The Rawhide Years (1955) starring Tony Curtis, Colleen Miller, Arthur Kennedy, William Demarest, William Gargan, Peter van Eyck, Minor Watson directed by Rudolph Maté Movie Review

The Rawhide Years (1955)   3/53/53/53/53/5

Tony Curtis and Arthur Kennedy in The Rawhide Years

Pirates in a Western!

To be fair "The Rawhide Years" is an entertaining western but it is also a distinctly generic 1950s western. It is entertaining because it has countless light hearted moments with Tony Curtis turning on some awkward charm whilst Arthur Kennedy plays a sort of comical sidekick. But then the storyline is so ordinary with a corrupt gambler accused of murder, forced to go on the run till eventually he discovers the truth. It's basically elements from countless other westerns which whilst work nicely together don't make for the most memorable of movies.

After having a moment of guilt as he helped his boss cheat a gambler out of his money at the steam boat card table, Ben Matthews (Tony Curtis - Winchester '73) decides to call it a day and settle down with his girl Zoe (Colleen Miller) in Galena. But when Matt Comfort (Minor Watson), a passenger on the steam boat, is murdered by a gang of river pirates Ben becomes the main suspect and is forced to go on the run for 3 years, only communicating with Zoe by letter. When the letters stop arriving Ben returns to Galena with Rick Harper (Arthur Kennedy - The Man from Laramie) who he meets on the way and when he discovers that Matt's murderer not only lives in the town but is behind the river boat pirates, he has to try and clear his name.

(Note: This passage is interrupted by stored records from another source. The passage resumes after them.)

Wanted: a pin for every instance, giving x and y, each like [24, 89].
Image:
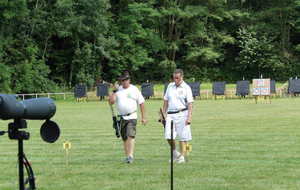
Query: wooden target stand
[82, 99]
[266, 98]
[215, 97]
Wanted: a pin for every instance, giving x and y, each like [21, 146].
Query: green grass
[237, 145]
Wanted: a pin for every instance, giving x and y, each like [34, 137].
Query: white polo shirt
[127, 101]
[178, 97]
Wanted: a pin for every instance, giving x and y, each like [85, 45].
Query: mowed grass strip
[237, 145]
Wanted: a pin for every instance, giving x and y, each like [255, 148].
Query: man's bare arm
[143, 114]
[190, 109]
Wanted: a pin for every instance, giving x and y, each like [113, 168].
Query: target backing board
[261, 87]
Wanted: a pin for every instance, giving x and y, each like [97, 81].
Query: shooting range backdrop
[261, 87]
[294, 86]
[219, 88]
[242, 88]
[147, 90]
[102, 89]
[273, 87]
[80, 91]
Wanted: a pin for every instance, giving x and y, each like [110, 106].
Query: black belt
[173, 112]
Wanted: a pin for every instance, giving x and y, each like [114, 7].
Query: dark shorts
[128, 128]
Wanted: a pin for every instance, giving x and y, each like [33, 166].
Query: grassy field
[237, 145]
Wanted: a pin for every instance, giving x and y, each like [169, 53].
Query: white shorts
[179, 128]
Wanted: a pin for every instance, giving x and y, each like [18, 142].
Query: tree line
[47, 45]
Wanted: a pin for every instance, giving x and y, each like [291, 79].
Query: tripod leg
[21, 167]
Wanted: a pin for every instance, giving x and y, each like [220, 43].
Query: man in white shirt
[127, 97]
[178, 101]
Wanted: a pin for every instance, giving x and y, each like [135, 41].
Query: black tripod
[15, 133]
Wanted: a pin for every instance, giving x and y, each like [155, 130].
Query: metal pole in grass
[172, 146]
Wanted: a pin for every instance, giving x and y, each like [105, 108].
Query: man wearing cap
[127, 97]
[178, 101]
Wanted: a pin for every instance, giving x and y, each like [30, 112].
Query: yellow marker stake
[67, 146]
[188, 149]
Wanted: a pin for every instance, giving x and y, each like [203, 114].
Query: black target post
[172, 148]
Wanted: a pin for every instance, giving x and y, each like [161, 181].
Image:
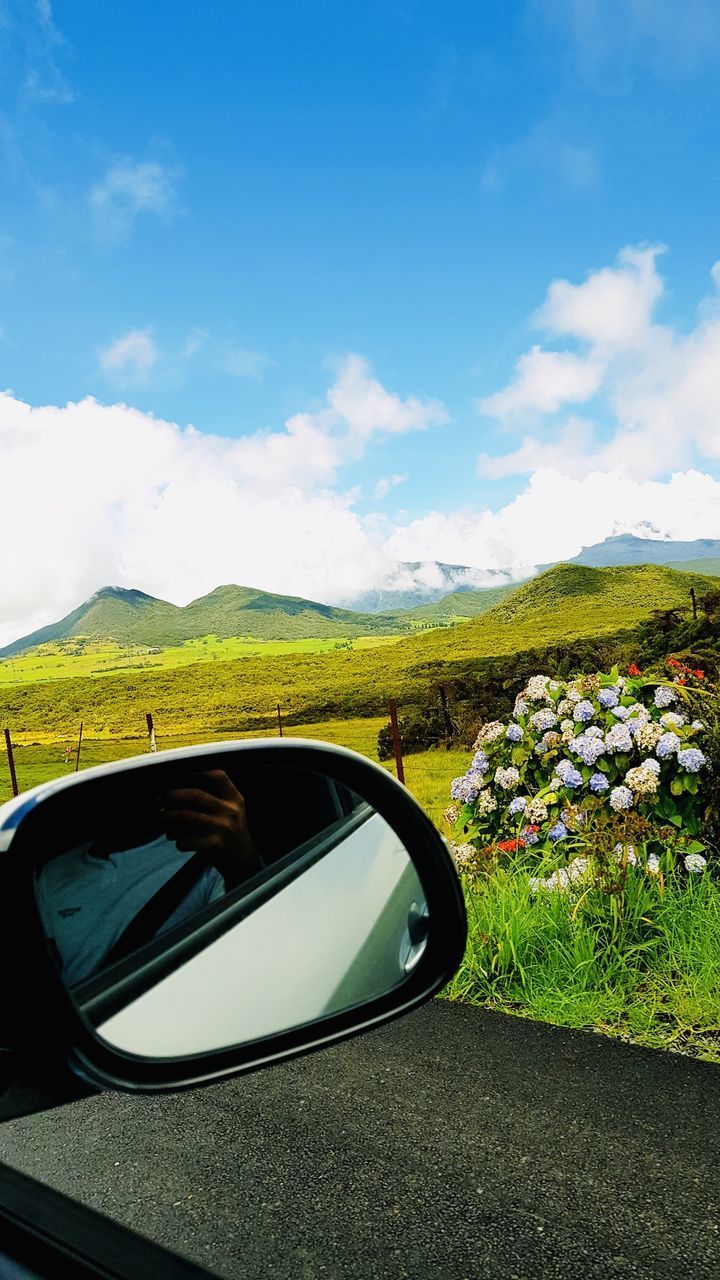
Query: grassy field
[238, 695]
[651, 978]
[647, 970]
[72, 661]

Colleen Miller as Zoe Fontaine in The Rawhide Years

In many ways "The Rawhide Years" feels like a progression through western cliches, as the movie opens we have a casino on a steam boat and Tony Curtis plays corrupt gambler Ben Matthews who although a bad guy is the good guy because he feels guilty about helping his boss stiff a player. Establishing that Ben is a good guy we have a murder and Ben ends up being chief suspect, forced to go on the run for 3 years only able to communicate with his girl Zoe via letter as if he returns he will be at best arrested but more likely lynched. But of course he does return when he stops getting the love letters and along with cowboy Rick Harper discover the truth behind the murder, why the letters have stopped and who are the river pirates which have been plaguing the steam boat.

It is all for the most obvious, clues as to who the bad guys are get forced upon us and an important wooden Indian statue is clearly focussed upon so we know it will be pivotal later on. There is a little surprise which comes later on when it comes to who all of the bad guys are but in traditional western style the outcome of all this is very obvious, well lets be honest how many westerns do you know where the good guy ends up not being the hero.

Because "The Rawhide Years" is basically a bog standard western tale it does rely heavily on what its stars bring to the mix. Now Tony Curtis maybe believable as a gambler he is a lot less believable as a cowboy, yet the awkward charm he delivers with the occasionally quick quip makes it entertaining. And just as entertaining is Arthur Kennedy as Rick Harper especially in his comically money grabbing ways, befriending Ben only because he spots him with a money belt and through all there escapades together including jumping into the river it is the money he is more concerned about.

As for the rest of the cast well it's not that memorable with Peter van Eyck as Saloon owner Andre being one walking cliche. And then there is Colleen Miller as Ben's girl Zoe, a showgirl who makes an impression because of a couple of musical numbers which to be honest don't really fit in but yet are still entertaining.

What this all boils down to is that "The Rawhide Years" is nothing more than your generic, 50s, B-Movie western which runs through a variety of cliche ideas but does little with them to make them feel original. Yet despite being ultimately very ordinary the performances from Tony Curtis and Arthur Kennedy end up making it at least entertaining in a slightly comical way.